Ultimately, Men of the Docks was bought by the National Gallery in London in February 2014 for a total of $25.5 million (£15.6 million). The money was acquired from a fund established by Sir John Paul Getty. Director Nicholas Penny, said that the painting was a new direction for the gallery, as a non-European painting in a European style. The museum also touted a “new, transatlantic academic partnership, the first of its kind between an American college and a UK gallery” established by the sale, in which curators could lecture at Randolph and students of the college could do their internships at the National Gallery.

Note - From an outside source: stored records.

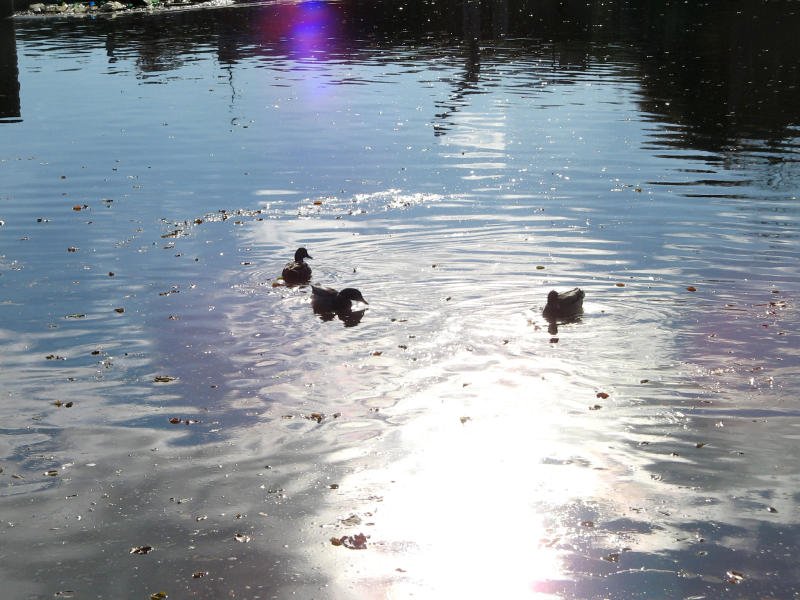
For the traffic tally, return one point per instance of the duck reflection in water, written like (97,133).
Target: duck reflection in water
(329,303)
(562,308)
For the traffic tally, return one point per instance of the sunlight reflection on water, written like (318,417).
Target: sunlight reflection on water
(645,448)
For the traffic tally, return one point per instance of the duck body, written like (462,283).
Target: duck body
(564,305)
(330,300)
(297,271)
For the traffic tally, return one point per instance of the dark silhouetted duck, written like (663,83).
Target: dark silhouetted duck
(329,300)
(297,271)
(564,305)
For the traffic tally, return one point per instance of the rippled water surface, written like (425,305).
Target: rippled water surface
(161,388)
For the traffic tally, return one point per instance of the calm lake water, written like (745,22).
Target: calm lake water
(160,388)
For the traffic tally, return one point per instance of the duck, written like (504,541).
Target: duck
(564,305)
(297,271)
(330,300)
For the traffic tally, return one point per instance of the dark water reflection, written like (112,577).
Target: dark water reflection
(454,162)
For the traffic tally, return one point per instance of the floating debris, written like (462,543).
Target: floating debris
(352,542)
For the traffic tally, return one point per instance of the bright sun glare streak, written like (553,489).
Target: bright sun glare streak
(471,509)
(308,28)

In response to the sale, the College Art Association stated that Randolph had "compromised the educational and cultural mission of the museum" by selling art to increase its coffers, rather than to purchase further art. In protest, both the Indianapolis Museum of Art and Tacoma Art Museum cancelled plans to borrow a Georgia O'Keeffe work. College president Bradley W. Bateman defended the sale by saying that the college was "a college, not a museum", and thus not bound to follow guidelines established for museums. He further argued that Randolph's priority was to ensure quality education for its students, and that the $25.5 million for the painting was a "considerable" addition to the college's endowment of $136 million. At the time of the sale, Randolph had already sold another of its works, Rufino Tamayo's Troubador.

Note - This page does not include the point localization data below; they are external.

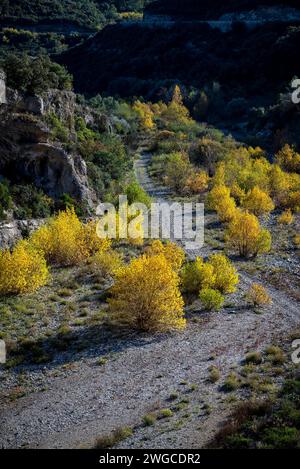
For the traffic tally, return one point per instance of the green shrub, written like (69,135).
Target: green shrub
(254,358)
(231,383)
(214,374)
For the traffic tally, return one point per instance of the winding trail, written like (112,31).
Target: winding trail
(91,401)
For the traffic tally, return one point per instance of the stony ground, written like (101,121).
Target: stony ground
(79,398)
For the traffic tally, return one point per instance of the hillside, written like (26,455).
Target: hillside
(88,13)
(250,68)
(207,9)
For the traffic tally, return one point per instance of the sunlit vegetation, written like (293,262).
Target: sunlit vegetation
(257,295)
(146,295)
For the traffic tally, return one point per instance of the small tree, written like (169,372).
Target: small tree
(146,296)
(23,270)
(197,275)
(65,240)
(288,159)
(197,183)
(257,295)
(173,253)
(226,277)
(178,170)
(286,218)
(258,202)
(245,236)
(211,299)
(219,200)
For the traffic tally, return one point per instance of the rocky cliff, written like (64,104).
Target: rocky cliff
(29,154)
(27,150)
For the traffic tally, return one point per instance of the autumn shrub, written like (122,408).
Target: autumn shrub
(212,300)
(128,229)
(293,201)
(173,253)
(226,277)
(136,194)
(288,159)
(286,218)
(23,270)
(177,171)
(258,202)
(219,199)
(106,263)
(196,183)
(217,273)
(146,296)
(257,295)
(245,236)
(197,275)
(65,240)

Men of the Docks was the first major American painting acquired by the gallery, and the second painting by Bellows to be publicly owned in Europe. After its acquisition, Men of the Docks was hung in Room 43 of the National Gallery, between works by such European artists as Claude Monet and Camille Pissarro. The painting, with the accession number of NG6649, hangs in Room 45 as of December 2014.

==Reception==
Critic Charles Henry Meltzer, reviewing after the National Academy exhibition, described Men of the Docks as "irritating ... yet full of talent" owing to its "deliberate carelessness" in the drawing of the crowd, which he found to have character. The writer for The Craftsman found the painting to be "an important painting of the year", "a freshly painted canvas ... presented with the thrill and wonder inherent in the edges of great seaport towns".

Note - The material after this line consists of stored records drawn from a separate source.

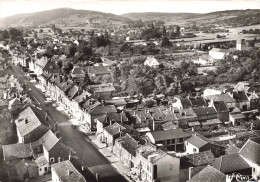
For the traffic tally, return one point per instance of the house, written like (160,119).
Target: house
(45,65)
(217,53)
(65,172)
(53,149)
(112,132)
(169,139)
(15,105)
(102,91)
(254,100)
(232,163)
(242,100)
(205,113)
(222,110)
(96,110)
(236,117)
(226,97)
(152,165)
(77,72)
(151,62)
(191,164)
(125,148)
(207,174)
(97,71)
(120,104)
(109,119)
(28,126)
(26,169)
(250,153)
(196,144)
(16,151)
(43,165)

Marc Porter of Christie's described Men of the Docks as "the definitive essay on the U.S. in the first half of the 20th century. It’s big, brawny, tough." Alan Franham of Forbes called it "a class by itself", noting that, as opposed to the work's value of millions of dollars, prints by the artist could be bought for $50,000. The curator Christopher Riopelle considers the painting to "evoke something of the raw and unbeautiful energy of the urban experience in what was at the time one of the world's fastest-growing cities" through its "wilful awkwardness and brutality".